Alla politica adesso si chiede competenza

«Nulla sarà più come prima», questa è stata la conclusione tra lo sconsolato e lo speranzoso che l’opinione pubblica aveva tratto dall’esperienza sconvolgente del coronavirus. Di colpo l’epidemia si era abbattuta sulla nostra vita come un tornado, imprevisto, incoercibile, inarrestabile. Una vera sciagura che bruciava certezze, sovvertiva progetti, soprattutto mettendo tutti di fronte allo spettro della morte che falcidiava famiglie e comunità.

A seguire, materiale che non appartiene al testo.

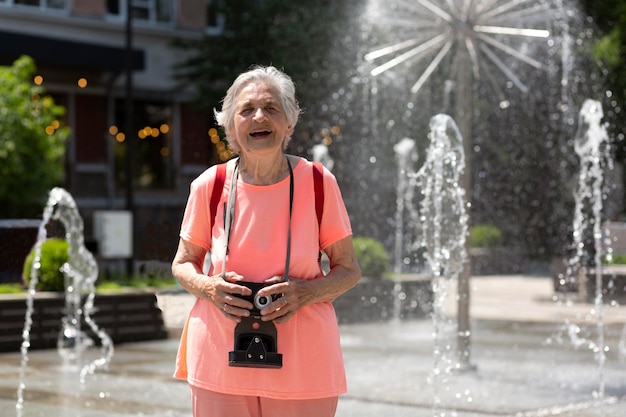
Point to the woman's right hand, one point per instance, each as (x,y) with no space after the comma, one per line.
(224,292)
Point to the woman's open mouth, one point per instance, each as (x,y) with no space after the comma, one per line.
(260,133)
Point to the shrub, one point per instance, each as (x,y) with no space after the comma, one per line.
(485,236)
(372,256)
(32,141)
(53,256)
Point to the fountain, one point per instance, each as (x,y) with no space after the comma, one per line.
(406,157)
(591,144)
(444,227)
(80,272)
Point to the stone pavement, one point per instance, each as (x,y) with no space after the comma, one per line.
(531,357)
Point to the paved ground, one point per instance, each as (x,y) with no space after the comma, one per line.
(531,356)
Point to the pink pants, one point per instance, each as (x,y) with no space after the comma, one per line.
(213,404)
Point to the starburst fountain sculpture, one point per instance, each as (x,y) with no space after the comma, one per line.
(480,39)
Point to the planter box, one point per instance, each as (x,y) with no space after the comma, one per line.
(17,238)
(496,261)
(382,299)
(126,317)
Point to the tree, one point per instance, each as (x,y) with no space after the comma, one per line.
(610,54)
(32,141)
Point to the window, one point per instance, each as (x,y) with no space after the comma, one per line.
(153,142)
(154,11)
(44,4)
(214,16)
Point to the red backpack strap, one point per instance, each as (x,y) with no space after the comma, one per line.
(216,194)
(318,188)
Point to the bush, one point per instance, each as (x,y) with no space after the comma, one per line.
(32,141)
(53,256)
(372,256)
(485,236)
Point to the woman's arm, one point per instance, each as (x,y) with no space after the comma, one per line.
(344,274)
(221,291)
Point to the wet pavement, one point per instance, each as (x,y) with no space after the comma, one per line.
(530,357)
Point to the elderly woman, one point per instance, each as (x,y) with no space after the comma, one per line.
(266,230)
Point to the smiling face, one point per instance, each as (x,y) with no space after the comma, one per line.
(260,124)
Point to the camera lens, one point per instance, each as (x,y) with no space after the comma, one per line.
(260,302)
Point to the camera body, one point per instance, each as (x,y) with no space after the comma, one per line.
(256,341)
(259,302)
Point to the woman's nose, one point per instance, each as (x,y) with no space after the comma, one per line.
(259,114)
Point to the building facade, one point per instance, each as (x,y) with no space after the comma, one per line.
(83,50)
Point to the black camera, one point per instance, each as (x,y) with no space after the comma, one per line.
(256,341)
(259,302)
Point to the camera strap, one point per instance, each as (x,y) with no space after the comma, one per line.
(230,214)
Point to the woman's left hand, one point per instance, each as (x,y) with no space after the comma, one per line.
(283,308)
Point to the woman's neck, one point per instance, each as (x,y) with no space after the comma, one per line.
(263,171)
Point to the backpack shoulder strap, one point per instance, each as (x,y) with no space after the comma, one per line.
(216,194)
(318,188)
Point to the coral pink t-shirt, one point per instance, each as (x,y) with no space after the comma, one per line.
(309,342)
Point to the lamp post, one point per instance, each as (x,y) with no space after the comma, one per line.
(129,128)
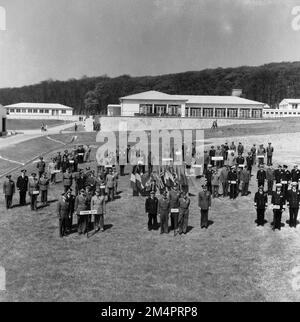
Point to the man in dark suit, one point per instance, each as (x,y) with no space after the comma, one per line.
(278,202)
(260,204)
(22,186)
(293,201)
(8,191)
(204,203)
(261,176)
(151,206)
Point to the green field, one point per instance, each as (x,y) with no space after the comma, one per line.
(18,125)
(231,261)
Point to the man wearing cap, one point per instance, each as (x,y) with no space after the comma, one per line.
(8,191)
(232,181)
(278,174)
(98,204)
(208,176)
(63,210)
(270,177)
(164,210)
(184,204)
(81,205)
(174,196)
(67,180)
(295,175)
(260,204)
(33,190)
(44,185)
(278,202)
(245,180)
(151,207)
(249,162)
(293,200)
(261,176)
(204,203)
(270,151)
(41,165)
(22,186)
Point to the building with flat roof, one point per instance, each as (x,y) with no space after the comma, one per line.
(154,103)
(2,120)
(39,111)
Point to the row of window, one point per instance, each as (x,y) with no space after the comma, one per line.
(35,110)
(221,112)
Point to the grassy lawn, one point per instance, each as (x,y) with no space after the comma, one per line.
(18,125)
(232,261)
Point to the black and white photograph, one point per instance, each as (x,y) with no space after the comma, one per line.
(149,153)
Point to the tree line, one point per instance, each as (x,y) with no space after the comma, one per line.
(90,95)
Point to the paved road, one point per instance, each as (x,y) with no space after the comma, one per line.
(31,134)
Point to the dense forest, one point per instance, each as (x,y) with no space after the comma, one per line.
(90,95)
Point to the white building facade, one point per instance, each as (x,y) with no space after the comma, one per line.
(287,108)
(153,103)
(40,111)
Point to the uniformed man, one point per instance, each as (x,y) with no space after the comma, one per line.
(98,203)
(41,166)
(295,175)
(278,202)
(184,204)
(261,176)
(174,196)
(204,203)
(110,185)
(278,174)
(260,204)
(22,186)
(270,151)
(245,180)
(151,209)
(232,181)
(163,211)
(33,190)
(81,205)
(285,179)
(67,180)
(293,200)
(44,185)
(63,210)
(8,191)
(270,177)
(249,162)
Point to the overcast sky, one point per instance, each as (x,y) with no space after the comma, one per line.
(62,39)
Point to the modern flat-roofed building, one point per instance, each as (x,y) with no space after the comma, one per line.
(153,103)
(39,111)
(2,120)
(288,107)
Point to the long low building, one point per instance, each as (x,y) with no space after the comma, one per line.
(287,108)
(2,120)
(40,111)
(154,103)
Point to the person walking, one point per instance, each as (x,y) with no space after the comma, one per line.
(204,203)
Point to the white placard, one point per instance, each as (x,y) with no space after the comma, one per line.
(88,212)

Concludendo che nulla sarebbe stato come prima, s’è pensato che sarebbe uscita sovvertita la scala dei valori, che si sarebbe ridato il giusto peso alle cose e agli affetti che morte e dolori avevano fatto riscoprire. Non si pensava che molto sarebbe cambiato anche nella sfera pubblica, che gli elettori avrebbero richiesto nuovi comportamenti da chi ha la responsabilità della vita politica. A ben guardare, era già ben visibile il nuovo atteggiamento che l’opinione pubblica stava maturando al cospetto dello scenario di morte e di dolore che s’era spalancato davanti a suoi occhi increduli. Di colpo, un Paese che sembrava solo infervorarsi a inveire contro i suoi governanti, ora si appellava a loro - quasi li implorava - per avere aiuto e protezione. Conte, il premier voluto dal Movimento del «Vaffa», acquistava una popolarità inaspettata per i suoi modi rassicuranti e paterni. La politica da matrigna diventava materna.

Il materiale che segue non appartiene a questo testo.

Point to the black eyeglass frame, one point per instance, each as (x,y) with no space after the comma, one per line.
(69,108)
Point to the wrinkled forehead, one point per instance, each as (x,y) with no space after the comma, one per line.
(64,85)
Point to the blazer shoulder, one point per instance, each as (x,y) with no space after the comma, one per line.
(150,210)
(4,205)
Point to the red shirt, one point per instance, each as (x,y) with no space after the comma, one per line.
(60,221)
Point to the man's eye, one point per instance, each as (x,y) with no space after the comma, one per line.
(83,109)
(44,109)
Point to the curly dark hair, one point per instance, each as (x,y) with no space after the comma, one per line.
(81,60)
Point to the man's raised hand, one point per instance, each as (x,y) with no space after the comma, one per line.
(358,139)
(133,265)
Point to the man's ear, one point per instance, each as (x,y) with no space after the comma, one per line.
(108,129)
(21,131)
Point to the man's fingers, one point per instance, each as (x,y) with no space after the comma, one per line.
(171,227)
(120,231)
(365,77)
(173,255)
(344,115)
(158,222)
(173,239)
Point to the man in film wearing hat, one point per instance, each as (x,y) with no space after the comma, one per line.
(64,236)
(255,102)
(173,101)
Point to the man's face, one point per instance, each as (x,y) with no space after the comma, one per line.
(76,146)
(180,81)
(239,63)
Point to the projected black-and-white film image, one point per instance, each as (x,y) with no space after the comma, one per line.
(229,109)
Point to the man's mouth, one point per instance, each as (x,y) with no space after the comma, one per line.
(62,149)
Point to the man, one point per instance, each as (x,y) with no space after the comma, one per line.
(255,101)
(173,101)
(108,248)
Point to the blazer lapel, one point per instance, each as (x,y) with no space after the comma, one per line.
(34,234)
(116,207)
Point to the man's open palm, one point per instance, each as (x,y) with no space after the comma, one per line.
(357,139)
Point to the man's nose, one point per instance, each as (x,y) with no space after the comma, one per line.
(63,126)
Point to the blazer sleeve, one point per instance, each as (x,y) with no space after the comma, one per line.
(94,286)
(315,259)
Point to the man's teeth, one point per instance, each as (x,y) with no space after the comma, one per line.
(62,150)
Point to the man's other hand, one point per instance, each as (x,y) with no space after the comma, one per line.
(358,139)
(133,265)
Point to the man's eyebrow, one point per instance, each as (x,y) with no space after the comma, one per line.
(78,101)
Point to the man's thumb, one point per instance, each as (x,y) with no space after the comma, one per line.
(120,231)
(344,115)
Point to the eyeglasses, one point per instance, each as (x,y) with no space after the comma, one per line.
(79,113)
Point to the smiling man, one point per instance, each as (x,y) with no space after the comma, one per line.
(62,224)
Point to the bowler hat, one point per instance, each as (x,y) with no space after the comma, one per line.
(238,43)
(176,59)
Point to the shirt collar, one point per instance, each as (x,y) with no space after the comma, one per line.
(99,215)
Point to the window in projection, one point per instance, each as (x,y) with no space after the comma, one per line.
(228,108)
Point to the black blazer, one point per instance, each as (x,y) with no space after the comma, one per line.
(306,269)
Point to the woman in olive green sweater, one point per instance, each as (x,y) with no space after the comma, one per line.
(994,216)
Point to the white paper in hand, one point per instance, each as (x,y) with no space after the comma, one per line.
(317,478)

Come una talpa, questo mutato orientamento maturato nelle viscere della società civile ha continuato a scavare sotto i piedi della politica senza che i politici (non tutti a dire il vero, di sicuro gli alfieri dell’antipolitica) se ne accorgessero. La frana alla fine è arrivata. Dal voto di domenica scorsa sono usciti con le ossa rotte proprio i fautori impavidi dello scontento e della protesta. La rotta delle forze interpreti del populismo non è un incidente di percorso, frutto solo del combinato disposto di uscite infelici e di comportamenti inappropriati. Non sono certo mancati questi, e a ripetizione. Quello che è cambiato nel profondo è che prima ai politici si chiedeva di farsi da parte, ora si chiede loro il contrario: responsabilità, competenza, tempestività e efficacia dei suoi interventi.

Gli stessi due dati emersi dale urne - forte astensionismo e l’apparente volubilità dell’elettorato che prima premia e poi condanna nel giro della stessa legislature partiti e leader - non vanno interpretati tanto come scontento della politica in generale, e con più sintomi del cattivo stato di salute della democrazia, ma piuttosto come bocciatura di una certa politica che promette e non adempie, che è mobile qual piuma al vento, cambia parole d’ordine a seconda dei sondaggi, che è incurante della coerenza. Un giorno è europeista, il giorno dopo euroscettica, il giorno prima invoca la legittimità dell’uso delle armi da parte del cittadino che si difende da un malintenzionato che viola l’intimità e la vita della propria famiglia e l’indomani si scopre pacifista ad oltranza negando le armi a un popolo che si difende da un aggressore intenzionato a cancellare la sua storia e la sua patria.

La fortuna del populismo è stata la sua capacità di dar voce e rappresentanza a tutti le ragioni di scontento di un’opinione pubblica stanca di una casta che sentiva lontana e indifferente ai suoi problemi. Il voto di domenica ha mostrato che rincorrere gli umori del momento non è più un comportamento premiante. L’elettorato ha mostrato di non apprezzare comportamenti incoerenti. Ne va della credibilità dell’eletto e della fiducia accordata dai cittadini agli eletti.